Post Written by Lilly
My job as a Mom often feels like it boils down to the title of CMM: Chief Memory Maker. I’ve taken on the responsibility of orchestrating and manifesting the collection of memories and joy in our family. I’m the birthday party planner and family vacation concierge. I buy the toys. I tend to set our weekend agenda. I pack the lunches with the little notes tucked inside.
I spent a lot of “the early years” running myself exhausted and spending money on making memories, probably to the point of short-circuiting all three of us. Nothing says “this is a happy family” like three faces with forced smiles and traces of an organized event or city scene in the background, all squeezed neatly into the frame of an Instagram shot. Life forced us to slow down and after a while, I took the hint. It’s the slow time, not rushing from one activity to the next, that allows the little details of life to come into focus and become our memories – things like heart-shaped banana slices on freshly-baked bread or seeing the same little Mason jar cups and plates sitting on our dinner table every night.

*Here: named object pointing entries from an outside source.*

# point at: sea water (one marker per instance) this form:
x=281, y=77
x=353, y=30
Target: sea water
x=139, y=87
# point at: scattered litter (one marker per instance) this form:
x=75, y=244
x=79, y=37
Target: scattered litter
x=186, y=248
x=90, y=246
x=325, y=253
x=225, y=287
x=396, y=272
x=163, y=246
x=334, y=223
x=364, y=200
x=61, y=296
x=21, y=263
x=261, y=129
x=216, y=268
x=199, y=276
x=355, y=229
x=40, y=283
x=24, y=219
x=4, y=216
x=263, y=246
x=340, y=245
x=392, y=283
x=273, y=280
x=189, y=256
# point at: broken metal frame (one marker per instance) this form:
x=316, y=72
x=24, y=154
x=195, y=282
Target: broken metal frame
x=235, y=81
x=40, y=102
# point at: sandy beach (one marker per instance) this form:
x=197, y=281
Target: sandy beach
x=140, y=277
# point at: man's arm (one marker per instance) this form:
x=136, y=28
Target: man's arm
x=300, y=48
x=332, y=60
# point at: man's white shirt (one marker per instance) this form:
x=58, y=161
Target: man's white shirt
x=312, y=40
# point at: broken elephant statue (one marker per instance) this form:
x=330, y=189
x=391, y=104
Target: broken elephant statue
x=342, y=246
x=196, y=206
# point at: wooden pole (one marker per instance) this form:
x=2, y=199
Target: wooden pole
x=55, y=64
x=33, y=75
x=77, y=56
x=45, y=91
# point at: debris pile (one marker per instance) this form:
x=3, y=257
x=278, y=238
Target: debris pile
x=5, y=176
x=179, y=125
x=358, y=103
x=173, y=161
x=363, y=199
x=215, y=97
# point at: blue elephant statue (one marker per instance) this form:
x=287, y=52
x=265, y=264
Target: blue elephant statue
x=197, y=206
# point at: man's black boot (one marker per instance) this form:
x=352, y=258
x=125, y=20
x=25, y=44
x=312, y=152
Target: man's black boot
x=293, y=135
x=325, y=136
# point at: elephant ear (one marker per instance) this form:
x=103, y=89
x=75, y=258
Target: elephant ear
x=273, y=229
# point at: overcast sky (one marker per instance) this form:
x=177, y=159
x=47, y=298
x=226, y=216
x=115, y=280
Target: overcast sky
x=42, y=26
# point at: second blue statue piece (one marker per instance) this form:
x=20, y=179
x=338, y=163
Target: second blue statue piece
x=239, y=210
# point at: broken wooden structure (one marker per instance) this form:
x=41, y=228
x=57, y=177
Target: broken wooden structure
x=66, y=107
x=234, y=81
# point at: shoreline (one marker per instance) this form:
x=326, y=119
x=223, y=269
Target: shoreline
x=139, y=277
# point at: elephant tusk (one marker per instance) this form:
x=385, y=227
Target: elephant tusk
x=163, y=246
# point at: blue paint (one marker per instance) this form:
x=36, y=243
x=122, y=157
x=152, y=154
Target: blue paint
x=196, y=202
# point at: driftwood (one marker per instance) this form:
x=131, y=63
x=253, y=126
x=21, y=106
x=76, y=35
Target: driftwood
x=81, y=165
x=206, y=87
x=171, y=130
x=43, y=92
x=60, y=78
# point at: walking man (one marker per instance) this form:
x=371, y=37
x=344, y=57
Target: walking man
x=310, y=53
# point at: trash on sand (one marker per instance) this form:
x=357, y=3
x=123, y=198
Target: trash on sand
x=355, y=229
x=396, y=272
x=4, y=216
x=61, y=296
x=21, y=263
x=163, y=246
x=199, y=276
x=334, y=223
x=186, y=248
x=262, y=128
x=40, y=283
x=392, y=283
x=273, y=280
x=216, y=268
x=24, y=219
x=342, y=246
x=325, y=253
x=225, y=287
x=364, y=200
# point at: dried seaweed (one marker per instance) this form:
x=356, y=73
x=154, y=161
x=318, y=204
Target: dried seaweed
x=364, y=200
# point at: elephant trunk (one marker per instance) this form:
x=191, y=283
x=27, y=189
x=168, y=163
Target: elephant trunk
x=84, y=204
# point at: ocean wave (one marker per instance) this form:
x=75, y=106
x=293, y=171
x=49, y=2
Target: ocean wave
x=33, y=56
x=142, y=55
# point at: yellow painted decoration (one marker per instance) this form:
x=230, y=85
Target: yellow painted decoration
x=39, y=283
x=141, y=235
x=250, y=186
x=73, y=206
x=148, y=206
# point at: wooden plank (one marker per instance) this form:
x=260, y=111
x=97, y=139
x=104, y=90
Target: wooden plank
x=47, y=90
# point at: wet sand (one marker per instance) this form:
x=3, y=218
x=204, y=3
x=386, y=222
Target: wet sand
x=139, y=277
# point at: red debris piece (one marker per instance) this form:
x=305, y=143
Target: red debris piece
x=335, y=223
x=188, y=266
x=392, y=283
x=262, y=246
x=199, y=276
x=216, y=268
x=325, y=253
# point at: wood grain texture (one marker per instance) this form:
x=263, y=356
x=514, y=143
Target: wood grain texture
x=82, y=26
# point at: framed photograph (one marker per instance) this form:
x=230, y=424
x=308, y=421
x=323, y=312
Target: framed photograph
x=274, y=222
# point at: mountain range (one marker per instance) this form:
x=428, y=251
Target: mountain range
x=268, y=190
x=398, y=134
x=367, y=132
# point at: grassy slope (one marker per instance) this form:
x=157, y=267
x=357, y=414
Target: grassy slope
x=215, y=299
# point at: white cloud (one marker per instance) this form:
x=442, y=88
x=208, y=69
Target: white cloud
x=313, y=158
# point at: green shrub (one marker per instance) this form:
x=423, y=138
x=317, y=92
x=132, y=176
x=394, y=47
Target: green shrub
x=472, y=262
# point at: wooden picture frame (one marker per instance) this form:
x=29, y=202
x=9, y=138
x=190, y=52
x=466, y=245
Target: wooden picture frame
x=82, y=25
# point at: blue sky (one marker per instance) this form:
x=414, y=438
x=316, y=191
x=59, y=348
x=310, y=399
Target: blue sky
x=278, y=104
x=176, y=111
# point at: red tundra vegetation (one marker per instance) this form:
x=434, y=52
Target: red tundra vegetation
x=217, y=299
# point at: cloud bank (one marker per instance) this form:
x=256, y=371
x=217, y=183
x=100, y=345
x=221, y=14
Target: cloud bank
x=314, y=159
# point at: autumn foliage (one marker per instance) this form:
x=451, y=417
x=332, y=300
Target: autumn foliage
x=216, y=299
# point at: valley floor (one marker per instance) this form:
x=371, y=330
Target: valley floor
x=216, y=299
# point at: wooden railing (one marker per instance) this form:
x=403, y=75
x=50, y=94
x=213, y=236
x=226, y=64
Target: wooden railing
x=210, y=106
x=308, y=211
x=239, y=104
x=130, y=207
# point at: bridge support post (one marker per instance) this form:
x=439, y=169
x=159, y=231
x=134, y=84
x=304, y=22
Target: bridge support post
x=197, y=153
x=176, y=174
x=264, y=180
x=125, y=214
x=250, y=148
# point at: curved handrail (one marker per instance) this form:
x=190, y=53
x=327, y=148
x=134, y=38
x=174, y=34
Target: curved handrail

I’m a living, breathing Mom which obviously means that I therefore love family photos. I previously thought that we had already taken our family photos as far out as one can reasonably go in terms of fresh creative direction, locations, and themes. That said, I was recently smitten with B Family Films and their idea to document the parts of life that are often not photographed or even seen by other people outside the family. When B Family Film’s Cara asked if we would be willing to participate as a pilot family for their film process, I was quite excited and intrigued by their concept. Would our boring daily life and imperfect-as-hell home be worthy? And would it really look and feel like real life?
When we got the photos and videos back from Cara, I was overcome with emotion. I’ll let you see for yourself – here’s the video they created:
The threads that hold our beautiful, ever-evolving family tapestry together are connection and contentment. In our fast-paced world that pushes us to focus on the external, it’s often a minute-by-minute practice just to stay on track with either of those two values at the forefront. By entering our messy, simple life and translating it into such a thing of beauty, Cara created a work of art out of an ordinary evening in our home. I believe this is the type of honest, unpolished expression that can change our world by honoring the intent and highest purpose of our home – to serve as a vehicle of pure love.
It’s almost a mini-rebellion to think of all of the gorgeous and stately spaces and landscapes around Dallas and know that, truly, I want our photos to be taken right here in our home. This is the home that currently still has the same color of paint on every single wall as when we moved in, still driving me a little crazy when I see it. The home with the dollhouse made from shipping boxes and duct tape, where I always lean in for one more goodnight kiss from my girl as she scampers off to bed. Few things in this world are truly mine, but this loving space and the connection to Markus and our daughter that I feel are what I know to be real.
When we think of home design now, it’s often associated with designer curtain rods, impressive art collections or envy-inducing spaces. I’m the biggest fan of all of these. While they’re great, having a family was always the dream and priority for me. And what we dream for and prioritize requires sacrifice. When I was working in overdrive to pay for weekend activities, updates to our last home and other things I thought made life good, all I was actually doing was prioritizing my family last.
So we wear the same few clothes a lot now. We have fewer new things. Our vacations that bring us so much respite, discovery and delight may be few and far between and may be missing that social media WOW factor. Most of all, I keep a daily contentment practice that just because I’m not working on “impressive” projects with outward validation doesn’t mean I’m not doing big things. Every day here with these people is my gift. Walking into the door of our house (on our better days) brings that same exhalation I used to have to wait to feel on our best vacations. I continue to say no to things and to be mindful of our schedule and life because the little moments feel so good, too good to miss.
These aren’t just mundane photos to me. They’re aspirational. They are the environment and people that inspire me to keep becoming a better version of myself. These are images for which I know the passage of time will only increase their value. We’ll look back and think of who we were in this chapter – a time when we all ate off of those plates at that table every night and when the corner of the living room always held that little pile of paints and musical instruments. One day our daugher won’t be here to run to us into a whirl of excitement as we come in the door. I work purposefully on a slow, simple life to allow that to happen as often as possible and help us look back on these days with fondness and no regrets. Thank you so much to B Family Films for honoring my work.